Fig. 1 — Example PySFC intonation decomposition for the French utterance: Son bagou pourrait faciliter la communauté. into constituent functional contours: declaration (DC), dependency to the left/right (DG/DD), and cliticisation (XX, DV).
More example plots and details on the SFC model are given in PySFC, which is a Python implementation of the SFC.
SFC tries to solve the many-to-many ill-posed problem of determining the shape of the function specific contours. A major limitation of the SFC is that it only extracts the average contour for each function prototype.
GCR
One representative bottom-up model with physiological constraints is the Generalized Command Response (GCR) model [gcr] that decomposes the intonation contour using \(f_0\) atoms that correspond to elementary muscle activations, as shown in Fig. 2. The parameters of the GCR model can be trained completely automatically using a matching pursuit algorithm with the perceptually relevant weighted correlation as a cost function. As it is based on the physiology of intonation production, the model is inherently speaker and language independent. This is experimentally confirmed for English, French and German. The GCR atoms were also shown to have linguistic significance when compared to ToBI events, and can be used to help extract and synthesise emphasis.

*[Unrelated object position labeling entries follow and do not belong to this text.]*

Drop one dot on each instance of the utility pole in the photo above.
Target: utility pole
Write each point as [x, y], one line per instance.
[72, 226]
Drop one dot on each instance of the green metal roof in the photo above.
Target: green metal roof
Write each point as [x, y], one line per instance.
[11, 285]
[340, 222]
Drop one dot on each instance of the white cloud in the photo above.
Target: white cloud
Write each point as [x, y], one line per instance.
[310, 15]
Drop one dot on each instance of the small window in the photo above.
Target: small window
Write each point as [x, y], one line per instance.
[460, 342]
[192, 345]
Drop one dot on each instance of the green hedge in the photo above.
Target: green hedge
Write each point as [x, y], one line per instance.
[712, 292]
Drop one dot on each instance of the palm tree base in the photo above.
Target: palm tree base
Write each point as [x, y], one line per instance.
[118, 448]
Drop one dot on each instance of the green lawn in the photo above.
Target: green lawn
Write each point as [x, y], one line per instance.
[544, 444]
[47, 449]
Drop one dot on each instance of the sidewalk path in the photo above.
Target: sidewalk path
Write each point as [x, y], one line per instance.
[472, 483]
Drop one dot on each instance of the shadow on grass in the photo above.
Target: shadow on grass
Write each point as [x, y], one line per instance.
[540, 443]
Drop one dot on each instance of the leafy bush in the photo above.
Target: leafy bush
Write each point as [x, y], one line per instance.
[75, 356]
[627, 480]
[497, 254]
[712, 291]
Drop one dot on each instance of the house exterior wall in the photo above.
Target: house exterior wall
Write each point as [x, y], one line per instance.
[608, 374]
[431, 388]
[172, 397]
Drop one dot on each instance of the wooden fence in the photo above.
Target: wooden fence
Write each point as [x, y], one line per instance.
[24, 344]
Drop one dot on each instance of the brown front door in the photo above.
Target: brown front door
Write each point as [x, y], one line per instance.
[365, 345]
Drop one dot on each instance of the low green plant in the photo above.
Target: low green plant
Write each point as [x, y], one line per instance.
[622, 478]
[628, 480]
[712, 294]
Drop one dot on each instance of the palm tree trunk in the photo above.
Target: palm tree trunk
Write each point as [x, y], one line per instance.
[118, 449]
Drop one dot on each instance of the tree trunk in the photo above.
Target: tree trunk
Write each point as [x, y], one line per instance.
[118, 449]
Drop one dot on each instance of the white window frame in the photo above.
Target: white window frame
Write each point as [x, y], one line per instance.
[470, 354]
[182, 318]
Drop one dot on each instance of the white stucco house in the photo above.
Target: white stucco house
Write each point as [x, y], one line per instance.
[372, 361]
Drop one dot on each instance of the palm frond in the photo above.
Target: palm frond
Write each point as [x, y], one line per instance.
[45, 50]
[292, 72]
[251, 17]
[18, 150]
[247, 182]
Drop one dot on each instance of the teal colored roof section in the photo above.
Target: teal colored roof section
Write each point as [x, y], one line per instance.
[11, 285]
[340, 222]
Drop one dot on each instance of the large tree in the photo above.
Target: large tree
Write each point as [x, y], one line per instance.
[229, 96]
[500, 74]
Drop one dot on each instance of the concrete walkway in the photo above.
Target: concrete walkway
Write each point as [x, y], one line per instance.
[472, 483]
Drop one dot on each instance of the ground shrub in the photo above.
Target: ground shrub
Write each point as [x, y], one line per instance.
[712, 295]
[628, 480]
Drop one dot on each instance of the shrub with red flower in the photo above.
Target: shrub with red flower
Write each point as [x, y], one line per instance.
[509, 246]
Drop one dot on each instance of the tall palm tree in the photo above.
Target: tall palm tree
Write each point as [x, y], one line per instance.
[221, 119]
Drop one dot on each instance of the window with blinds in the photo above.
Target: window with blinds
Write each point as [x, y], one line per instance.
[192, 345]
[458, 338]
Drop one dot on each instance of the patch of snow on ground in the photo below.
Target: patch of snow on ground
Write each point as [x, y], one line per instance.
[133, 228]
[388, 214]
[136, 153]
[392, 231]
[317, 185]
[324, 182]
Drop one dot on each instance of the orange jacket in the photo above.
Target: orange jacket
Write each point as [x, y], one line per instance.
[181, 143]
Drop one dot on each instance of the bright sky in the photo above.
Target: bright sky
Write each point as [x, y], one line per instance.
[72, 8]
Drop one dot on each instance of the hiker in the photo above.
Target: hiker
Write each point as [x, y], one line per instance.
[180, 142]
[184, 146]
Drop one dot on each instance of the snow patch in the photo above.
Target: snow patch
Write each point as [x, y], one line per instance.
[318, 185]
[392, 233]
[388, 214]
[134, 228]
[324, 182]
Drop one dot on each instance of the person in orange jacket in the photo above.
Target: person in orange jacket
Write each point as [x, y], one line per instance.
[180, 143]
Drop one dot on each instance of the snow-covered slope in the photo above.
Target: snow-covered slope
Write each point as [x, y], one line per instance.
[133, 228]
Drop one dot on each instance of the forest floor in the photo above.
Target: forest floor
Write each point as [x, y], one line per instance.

Fig. 2 — Results obtained with the WCAD algorithm for the sentence “L’importance de sa situation lui rendit plus aisé de le prendre.” by a French male speaker, showing the: original \(f_0\) colored blue to green according the probability of voicing (POV) — green is higher, extracted phrase atom and reconstructed \(f_0\) (top), extracted elementary accent atoms (middle), and the energy, the POV and the weighting function (bottom). Taken from [gcr-wcad]
The implementation of the GCR parameter extraction algorithm called Weighted Correlation based Atom Decomposition (WCAD) is free software and is available on GitHub at: https://github.com/dipteam/wcad
The main problem with the bottom-up approach is that it is difficult to establish the linguistic significance of the extracted model parameters.
Goal
The DPM will seek to merge the strengths of these two opposing paradigms. Specifically, we will expand further on the methodology developed in the SFC while incorporating GCR’s physiological constraints.